4. The full-map data processing method according to claim 1, characterized in that, The external physical engine includes the Hive engine, and the graph resources include Hive data tables; In response to the graph engine's creation operation, new data resources are created, including: In response to the creation operation of table information in the Hive data table, a new graph resource is created; wherein the table information includes at least the table name, table fields, list information, field types, and field comments.
5. The full-map data processing method according to claim 4, characterized in that, Based on the OpenAPI, the initial data resources and / or the business processing results of data business processing are displayed, including: Based on the OpenAPI, the specified API interface of the data map is connected to external systems through a public API to display the initial data resources and / or the business processing results of data business processing.
6. A full-map data processing device, characterized in that, The device includes: A modeling processing module is used to acquire initial data resources from one or more external physical engines; wherein, the initial data resources include at least one or more of physical resources, data sources, data models, data tags, data processing tasks, business resources, and management resources; The initial data resources are cleaned, and data entities are extracted and entity relationships are mapped from the cleaned data to obtain graph resources and graph relationships. The graph resources are used to represent the data entities in the initial data resources, and the graph relationships are used to represent the relationships between the data entities in a graphical form. The target domain model is represented by the graph resources and graph relationships; The data service processing module is used to perform data service processing based on the graph resources and graph relationships in the target domain model; The data display module is used to display the initial data resources and / or the business processing results of data business processing based on OpenAPI; The device further includes a creation module, wherein the creation module is used for: In response to the creation operation of the graph engine, create new data resources; The newly added data resources are classified and processed, and the newly added data resources are matched to the corresponding graph relationships in the target domain model based on the classification attributes.

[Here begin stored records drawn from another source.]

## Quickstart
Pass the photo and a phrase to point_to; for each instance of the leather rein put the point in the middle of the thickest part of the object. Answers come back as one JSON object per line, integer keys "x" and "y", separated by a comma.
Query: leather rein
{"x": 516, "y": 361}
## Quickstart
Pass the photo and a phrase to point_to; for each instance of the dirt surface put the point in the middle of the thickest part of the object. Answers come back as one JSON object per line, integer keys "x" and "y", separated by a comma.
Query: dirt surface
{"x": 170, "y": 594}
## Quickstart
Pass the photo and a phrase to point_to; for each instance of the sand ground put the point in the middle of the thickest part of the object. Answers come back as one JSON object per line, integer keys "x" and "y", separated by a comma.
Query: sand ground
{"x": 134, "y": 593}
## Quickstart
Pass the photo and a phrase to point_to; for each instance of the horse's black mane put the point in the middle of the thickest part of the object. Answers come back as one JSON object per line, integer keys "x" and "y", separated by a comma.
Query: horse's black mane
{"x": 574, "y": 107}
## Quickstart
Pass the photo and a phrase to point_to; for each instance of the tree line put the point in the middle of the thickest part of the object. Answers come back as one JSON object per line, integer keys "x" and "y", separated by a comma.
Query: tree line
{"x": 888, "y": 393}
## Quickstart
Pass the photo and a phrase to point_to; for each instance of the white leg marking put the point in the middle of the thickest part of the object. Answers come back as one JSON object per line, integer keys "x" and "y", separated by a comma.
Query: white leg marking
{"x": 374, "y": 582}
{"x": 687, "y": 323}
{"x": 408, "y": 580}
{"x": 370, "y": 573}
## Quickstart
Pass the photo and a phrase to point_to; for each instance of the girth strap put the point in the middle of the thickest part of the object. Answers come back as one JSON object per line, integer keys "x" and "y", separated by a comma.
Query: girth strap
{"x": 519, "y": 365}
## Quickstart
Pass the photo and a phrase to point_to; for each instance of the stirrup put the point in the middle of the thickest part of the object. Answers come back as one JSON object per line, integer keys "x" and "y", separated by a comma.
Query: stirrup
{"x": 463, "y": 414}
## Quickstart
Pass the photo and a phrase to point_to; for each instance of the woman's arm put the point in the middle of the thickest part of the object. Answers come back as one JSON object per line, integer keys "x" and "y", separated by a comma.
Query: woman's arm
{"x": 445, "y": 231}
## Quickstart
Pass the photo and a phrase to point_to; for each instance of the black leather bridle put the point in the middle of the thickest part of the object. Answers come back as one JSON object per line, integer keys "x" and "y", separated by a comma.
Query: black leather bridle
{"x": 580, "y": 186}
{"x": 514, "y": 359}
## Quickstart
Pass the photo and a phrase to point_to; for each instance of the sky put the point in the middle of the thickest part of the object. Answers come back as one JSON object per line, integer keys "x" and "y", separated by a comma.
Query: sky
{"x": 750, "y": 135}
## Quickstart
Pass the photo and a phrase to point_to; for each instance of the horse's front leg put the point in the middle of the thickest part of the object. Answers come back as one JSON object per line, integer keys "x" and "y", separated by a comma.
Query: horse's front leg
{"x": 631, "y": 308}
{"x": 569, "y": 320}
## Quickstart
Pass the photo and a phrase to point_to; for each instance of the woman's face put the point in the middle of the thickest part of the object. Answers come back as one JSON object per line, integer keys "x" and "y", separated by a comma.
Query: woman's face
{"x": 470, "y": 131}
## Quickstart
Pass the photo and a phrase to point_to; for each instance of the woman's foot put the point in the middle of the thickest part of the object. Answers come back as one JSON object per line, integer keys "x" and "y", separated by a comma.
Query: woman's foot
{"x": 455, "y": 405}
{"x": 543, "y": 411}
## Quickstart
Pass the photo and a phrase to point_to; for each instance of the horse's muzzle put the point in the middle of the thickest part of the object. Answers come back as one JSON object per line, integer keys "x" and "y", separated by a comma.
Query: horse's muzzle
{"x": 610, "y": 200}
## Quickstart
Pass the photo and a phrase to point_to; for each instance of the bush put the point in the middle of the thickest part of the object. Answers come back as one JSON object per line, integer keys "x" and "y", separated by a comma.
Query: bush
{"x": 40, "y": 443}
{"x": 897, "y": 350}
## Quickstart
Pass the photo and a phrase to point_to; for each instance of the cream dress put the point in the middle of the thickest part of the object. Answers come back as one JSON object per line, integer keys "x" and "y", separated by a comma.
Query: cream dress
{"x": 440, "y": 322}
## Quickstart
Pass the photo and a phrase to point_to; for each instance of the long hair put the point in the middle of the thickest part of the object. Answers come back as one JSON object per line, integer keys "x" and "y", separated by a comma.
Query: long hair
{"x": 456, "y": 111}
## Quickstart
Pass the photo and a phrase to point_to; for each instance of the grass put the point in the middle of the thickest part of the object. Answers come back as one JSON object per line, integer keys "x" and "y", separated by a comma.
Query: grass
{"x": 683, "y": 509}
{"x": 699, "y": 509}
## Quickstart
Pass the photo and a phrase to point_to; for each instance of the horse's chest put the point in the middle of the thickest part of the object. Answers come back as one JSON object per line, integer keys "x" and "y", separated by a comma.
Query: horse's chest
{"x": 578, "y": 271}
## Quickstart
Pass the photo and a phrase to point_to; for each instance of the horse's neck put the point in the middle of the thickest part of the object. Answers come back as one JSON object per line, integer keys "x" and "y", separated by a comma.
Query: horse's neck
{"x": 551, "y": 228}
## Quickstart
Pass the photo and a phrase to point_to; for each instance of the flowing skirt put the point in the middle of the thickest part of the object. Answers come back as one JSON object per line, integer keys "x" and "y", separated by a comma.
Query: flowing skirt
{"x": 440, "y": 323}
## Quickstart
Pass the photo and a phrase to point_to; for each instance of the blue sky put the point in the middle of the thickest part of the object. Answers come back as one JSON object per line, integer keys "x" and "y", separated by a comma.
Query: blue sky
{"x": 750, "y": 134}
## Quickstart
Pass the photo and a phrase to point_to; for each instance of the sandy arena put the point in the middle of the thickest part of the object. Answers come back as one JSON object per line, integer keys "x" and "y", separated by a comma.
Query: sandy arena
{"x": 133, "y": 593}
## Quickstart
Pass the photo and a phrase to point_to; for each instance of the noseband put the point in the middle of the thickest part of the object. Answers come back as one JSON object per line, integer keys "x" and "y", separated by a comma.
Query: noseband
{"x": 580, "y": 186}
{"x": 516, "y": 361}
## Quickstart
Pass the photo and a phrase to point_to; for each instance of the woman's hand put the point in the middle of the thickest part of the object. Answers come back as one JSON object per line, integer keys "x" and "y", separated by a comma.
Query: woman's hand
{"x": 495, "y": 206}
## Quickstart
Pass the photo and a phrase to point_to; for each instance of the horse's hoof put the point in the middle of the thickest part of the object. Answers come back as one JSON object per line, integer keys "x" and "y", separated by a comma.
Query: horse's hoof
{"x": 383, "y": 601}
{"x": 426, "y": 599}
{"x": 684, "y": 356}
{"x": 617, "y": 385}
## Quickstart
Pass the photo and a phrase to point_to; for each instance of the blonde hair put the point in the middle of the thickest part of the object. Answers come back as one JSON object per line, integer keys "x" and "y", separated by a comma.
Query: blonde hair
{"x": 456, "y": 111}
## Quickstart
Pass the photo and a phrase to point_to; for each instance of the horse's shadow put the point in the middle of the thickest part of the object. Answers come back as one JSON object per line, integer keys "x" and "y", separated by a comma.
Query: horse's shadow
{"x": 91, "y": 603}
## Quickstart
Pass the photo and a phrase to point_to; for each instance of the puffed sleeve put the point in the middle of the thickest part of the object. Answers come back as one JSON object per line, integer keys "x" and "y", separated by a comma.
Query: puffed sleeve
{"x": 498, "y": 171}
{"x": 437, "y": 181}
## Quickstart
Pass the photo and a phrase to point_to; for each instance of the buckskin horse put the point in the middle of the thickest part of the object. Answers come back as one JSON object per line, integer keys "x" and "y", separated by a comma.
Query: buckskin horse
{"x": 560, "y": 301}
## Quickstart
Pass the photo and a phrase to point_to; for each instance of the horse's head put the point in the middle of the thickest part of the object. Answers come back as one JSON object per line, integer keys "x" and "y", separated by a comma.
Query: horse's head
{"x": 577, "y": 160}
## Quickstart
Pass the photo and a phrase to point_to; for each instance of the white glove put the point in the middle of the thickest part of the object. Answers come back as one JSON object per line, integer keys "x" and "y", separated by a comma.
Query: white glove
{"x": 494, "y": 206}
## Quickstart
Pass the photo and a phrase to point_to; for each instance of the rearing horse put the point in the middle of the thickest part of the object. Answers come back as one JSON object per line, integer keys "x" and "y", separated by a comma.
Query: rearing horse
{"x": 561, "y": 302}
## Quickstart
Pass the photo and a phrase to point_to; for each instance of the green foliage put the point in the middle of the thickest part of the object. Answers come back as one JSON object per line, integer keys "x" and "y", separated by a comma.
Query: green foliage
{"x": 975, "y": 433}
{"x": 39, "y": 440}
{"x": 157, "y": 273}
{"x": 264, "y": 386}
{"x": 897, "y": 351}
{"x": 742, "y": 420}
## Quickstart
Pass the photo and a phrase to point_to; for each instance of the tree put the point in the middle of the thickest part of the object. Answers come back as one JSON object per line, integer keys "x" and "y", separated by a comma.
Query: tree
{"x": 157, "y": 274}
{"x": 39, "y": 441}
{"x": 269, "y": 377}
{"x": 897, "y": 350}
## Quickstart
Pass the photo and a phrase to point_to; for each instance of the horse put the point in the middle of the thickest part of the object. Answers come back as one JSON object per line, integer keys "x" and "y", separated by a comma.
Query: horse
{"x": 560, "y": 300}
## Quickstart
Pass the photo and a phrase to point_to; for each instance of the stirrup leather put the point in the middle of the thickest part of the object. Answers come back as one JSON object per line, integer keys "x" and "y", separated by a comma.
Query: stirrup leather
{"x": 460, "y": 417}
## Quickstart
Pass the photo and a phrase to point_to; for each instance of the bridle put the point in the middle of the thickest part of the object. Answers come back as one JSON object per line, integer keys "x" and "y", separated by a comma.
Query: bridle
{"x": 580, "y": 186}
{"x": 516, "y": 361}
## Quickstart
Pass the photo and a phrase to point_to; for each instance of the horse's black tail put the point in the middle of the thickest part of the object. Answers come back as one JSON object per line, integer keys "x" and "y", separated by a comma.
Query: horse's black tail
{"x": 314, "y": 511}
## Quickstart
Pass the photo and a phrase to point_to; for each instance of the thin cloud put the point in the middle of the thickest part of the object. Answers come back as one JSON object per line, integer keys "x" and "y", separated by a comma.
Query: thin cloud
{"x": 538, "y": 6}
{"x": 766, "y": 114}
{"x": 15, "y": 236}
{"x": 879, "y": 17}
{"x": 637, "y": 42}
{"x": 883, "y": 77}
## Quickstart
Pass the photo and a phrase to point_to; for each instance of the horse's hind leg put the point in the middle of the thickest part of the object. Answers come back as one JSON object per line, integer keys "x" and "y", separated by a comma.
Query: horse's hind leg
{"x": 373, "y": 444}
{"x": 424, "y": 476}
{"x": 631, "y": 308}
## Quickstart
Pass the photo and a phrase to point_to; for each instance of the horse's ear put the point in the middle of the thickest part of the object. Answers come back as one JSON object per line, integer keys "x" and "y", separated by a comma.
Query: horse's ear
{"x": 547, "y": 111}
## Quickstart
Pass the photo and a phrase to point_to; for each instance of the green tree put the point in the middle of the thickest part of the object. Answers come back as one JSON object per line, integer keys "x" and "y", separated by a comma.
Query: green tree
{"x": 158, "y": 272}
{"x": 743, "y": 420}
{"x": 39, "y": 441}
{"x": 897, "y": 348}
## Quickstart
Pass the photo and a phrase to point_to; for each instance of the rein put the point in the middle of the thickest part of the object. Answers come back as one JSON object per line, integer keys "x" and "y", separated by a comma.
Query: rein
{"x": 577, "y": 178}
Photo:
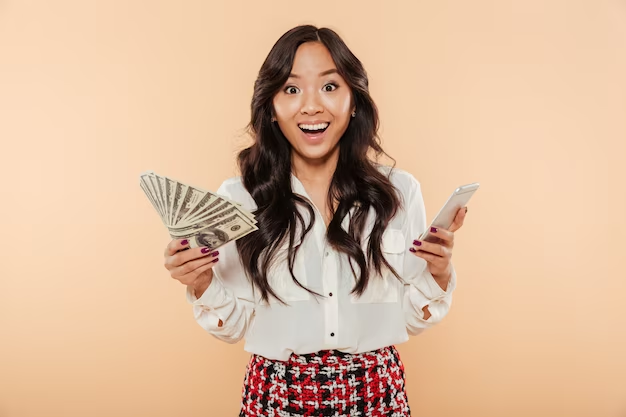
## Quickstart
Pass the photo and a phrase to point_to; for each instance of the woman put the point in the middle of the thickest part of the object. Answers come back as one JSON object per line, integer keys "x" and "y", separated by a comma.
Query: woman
{"x": 334, "y": 277}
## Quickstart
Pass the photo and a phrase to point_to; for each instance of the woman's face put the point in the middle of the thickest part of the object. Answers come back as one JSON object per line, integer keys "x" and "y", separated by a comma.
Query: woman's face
{"x": 313, "y": 108}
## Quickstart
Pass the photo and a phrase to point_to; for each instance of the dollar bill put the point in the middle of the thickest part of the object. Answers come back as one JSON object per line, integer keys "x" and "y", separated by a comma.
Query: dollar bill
{"x": 149, "y": 184}
{"x": 189, "y": 200}
{"x": 180, "y": 231}
{"x": 170, "y": 185}
{"x": 150, "y": 198}
{"x": 203, "y": 217}
{"x": 206, "y": 203}
{"x": 228, "y": 229}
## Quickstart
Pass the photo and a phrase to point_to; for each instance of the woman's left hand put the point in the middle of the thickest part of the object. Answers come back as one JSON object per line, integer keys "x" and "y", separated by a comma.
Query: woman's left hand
{"x": 438, "y": 255}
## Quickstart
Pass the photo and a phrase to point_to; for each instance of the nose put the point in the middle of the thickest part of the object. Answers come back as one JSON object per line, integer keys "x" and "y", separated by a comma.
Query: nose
{"x": 311, "y": 104}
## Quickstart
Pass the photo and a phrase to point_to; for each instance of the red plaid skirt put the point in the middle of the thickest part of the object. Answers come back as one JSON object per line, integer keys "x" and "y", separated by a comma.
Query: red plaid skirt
{"x": 326, "y": 383}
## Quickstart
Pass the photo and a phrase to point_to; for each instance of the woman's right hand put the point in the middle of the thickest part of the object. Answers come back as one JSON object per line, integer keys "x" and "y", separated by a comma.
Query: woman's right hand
{"x": 190, "y": 266}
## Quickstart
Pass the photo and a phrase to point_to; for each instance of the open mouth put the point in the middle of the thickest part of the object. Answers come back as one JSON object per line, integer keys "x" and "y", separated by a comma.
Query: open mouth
{"x": 315, "y": 129}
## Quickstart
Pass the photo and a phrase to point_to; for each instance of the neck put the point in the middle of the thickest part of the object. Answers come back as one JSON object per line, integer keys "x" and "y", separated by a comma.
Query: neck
{"x": 315, "y": 171}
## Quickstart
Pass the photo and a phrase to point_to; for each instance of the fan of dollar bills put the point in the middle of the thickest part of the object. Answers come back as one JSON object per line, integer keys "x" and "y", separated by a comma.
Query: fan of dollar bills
{"x": 202, "y": 217}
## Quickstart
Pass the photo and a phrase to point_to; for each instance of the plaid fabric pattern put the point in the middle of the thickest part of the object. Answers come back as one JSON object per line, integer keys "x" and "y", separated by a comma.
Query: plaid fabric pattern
{"x": 326, "y": 383}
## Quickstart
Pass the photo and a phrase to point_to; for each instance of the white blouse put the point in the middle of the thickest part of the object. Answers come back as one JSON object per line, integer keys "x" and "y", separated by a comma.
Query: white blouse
{"x": 387, "y": 312}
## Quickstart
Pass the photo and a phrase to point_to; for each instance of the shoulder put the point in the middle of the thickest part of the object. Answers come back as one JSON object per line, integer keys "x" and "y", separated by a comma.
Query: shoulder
{"x": 233, "y": 189}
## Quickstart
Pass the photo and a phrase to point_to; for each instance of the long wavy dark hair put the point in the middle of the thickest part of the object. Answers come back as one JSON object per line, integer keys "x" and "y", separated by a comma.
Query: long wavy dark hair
{"x": 266, "y": 171}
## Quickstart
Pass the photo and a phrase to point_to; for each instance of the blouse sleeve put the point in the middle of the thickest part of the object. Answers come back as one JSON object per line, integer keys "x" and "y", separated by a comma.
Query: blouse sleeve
{"x": 420, "y": 287}
{"x": 228, "y": 298}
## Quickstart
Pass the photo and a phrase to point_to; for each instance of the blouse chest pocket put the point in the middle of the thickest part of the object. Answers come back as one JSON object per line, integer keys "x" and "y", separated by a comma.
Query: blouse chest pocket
{"x": 386, "y": 288}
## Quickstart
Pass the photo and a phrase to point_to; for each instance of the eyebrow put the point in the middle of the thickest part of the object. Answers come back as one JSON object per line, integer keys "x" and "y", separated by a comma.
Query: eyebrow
{"x": 321, "y": 74}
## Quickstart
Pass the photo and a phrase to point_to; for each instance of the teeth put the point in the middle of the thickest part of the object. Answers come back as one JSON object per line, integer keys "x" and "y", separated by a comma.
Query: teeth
{"x": 314, "y": 127}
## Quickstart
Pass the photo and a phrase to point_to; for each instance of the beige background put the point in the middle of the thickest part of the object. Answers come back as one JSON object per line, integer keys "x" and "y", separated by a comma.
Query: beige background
{"x": 527, "y": 97}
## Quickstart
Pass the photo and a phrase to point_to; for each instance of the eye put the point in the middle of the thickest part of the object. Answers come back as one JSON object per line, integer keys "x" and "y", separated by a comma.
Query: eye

7. An electronic device, characterized in that, It includes a processor and a memory, the memory storing computer-executable instructions that can be executed by the processor, the processor executing the computer-executable instructions to implement the full-map data processing method according to any one of claims 1 to 5.
8. A computer-readable storage medium, characterized in that, The computer-readable storage medium stores computer-executable instructions, which, when invoked and executed by a processor, cause the processor to implement the full-map data processing method according to any one of claims 1 to 5.